Personally, I don’t have a lot of interest in the content… but it’s great at motivation.  I want her to be happy, I get to learn new stuff, I justify the existence of the new server that materialized in my server closet a couple of months ago, it all works out.

The last tool I made is one that crawls a web site and generates a list of links from the site.  She can import this list into a program on her iPad and it downloads all of the linked pages as local copies.  I’m not certain how they’re stored and I have no idea how to back them up or view them outside of this specific program, but I’m not really invested and as long as she’s happy then I’m happy.

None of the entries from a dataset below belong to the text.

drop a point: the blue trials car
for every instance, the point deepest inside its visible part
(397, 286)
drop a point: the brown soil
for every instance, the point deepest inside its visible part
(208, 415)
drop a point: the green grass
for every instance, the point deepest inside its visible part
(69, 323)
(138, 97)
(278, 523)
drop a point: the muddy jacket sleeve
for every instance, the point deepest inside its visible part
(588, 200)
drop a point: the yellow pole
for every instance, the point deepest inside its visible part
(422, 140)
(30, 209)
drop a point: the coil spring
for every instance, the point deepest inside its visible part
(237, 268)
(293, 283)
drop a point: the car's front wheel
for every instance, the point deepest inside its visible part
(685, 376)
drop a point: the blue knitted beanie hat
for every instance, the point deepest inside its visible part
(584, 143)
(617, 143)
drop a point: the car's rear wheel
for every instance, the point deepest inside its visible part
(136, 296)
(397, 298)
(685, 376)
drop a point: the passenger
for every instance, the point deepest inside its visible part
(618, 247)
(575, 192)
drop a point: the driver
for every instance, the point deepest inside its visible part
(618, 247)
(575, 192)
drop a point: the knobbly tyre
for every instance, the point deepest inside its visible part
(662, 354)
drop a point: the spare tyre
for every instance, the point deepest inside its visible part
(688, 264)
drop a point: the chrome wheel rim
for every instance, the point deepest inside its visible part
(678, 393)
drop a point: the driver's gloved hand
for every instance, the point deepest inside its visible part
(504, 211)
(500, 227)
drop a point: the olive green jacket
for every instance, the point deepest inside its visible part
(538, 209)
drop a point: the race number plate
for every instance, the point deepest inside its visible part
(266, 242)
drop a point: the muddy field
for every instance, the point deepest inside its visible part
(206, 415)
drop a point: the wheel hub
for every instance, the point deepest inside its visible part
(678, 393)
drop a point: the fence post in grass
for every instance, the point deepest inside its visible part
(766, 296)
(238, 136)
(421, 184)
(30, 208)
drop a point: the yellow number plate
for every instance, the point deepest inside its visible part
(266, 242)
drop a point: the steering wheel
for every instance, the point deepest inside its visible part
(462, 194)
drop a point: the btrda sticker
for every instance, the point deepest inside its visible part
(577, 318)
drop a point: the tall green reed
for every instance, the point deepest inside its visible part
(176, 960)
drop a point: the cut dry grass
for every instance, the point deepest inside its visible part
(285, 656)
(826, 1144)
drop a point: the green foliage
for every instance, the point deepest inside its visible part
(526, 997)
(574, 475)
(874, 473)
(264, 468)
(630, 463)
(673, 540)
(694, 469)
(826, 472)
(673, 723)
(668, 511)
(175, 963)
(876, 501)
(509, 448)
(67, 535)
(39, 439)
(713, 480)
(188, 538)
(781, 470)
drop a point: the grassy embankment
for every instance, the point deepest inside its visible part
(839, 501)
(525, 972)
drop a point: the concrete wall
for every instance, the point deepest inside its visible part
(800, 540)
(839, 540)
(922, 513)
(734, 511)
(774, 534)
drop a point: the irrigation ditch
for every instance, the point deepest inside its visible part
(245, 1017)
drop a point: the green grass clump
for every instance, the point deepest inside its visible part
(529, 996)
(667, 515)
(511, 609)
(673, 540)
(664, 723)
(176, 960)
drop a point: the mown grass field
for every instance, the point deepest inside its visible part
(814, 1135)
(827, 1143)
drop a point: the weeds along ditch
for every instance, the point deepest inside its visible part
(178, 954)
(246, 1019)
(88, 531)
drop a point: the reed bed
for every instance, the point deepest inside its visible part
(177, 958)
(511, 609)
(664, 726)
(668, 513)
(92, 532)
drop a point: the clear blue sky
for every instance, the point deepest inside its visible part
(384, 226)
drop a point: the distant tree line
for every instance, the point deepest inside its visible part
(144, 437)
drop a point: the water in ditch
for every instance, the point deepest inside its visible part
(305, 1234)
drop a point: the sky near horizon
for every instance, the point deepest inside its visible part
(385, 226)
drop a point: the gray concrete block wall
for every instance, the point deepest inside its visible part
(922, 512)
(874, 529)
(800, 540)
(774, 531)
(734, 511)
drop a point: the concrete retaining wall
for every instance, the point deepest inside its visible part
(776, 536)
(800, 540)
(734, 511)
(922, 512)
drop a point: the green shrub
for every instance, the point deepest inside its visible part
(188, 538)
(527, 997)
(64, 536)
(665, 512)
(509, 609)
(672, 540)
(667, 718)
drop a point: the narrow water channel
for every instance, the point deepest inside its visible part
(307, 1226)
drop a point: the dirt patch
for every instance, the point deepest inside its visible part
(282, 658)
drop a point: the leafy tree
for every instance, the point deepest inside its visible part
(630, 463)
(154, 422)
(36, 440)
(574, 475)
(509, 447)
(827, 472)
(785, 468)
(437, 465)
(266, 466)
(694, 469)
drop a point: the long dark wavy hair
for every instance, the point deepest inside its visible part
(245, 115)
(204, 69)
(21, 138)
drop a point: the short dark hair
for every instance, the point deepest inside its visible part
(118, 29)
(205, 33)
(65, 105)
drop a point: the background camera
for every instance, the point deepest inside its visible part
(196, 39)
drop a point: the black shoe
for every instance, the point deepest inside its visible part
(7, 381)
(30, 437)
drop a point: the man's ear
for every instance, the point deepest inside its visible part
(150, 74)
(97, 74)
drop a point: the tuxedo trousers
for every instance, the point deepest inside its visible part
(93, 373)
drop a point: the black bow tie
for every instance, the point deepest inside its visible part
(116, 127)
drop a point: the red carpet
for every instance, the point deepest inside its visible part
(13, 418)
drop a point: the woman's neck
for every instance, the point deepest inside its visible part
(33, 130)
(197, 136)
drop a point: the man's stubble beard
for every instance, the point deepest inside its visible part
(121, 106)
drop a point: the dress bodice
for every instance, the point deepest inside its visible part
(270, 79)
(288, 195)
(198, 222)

Not long after I created this tool, she told me she was having trouble downloading links from a specific fan translator’s site.  I took a quick look at the site and could immediately understand why – it was purposefully obtuse.  There was virtually no HTML – rather, everything was being rendered via Javascript.  They REALLY don’t want their content to be read anywhere but their approved page.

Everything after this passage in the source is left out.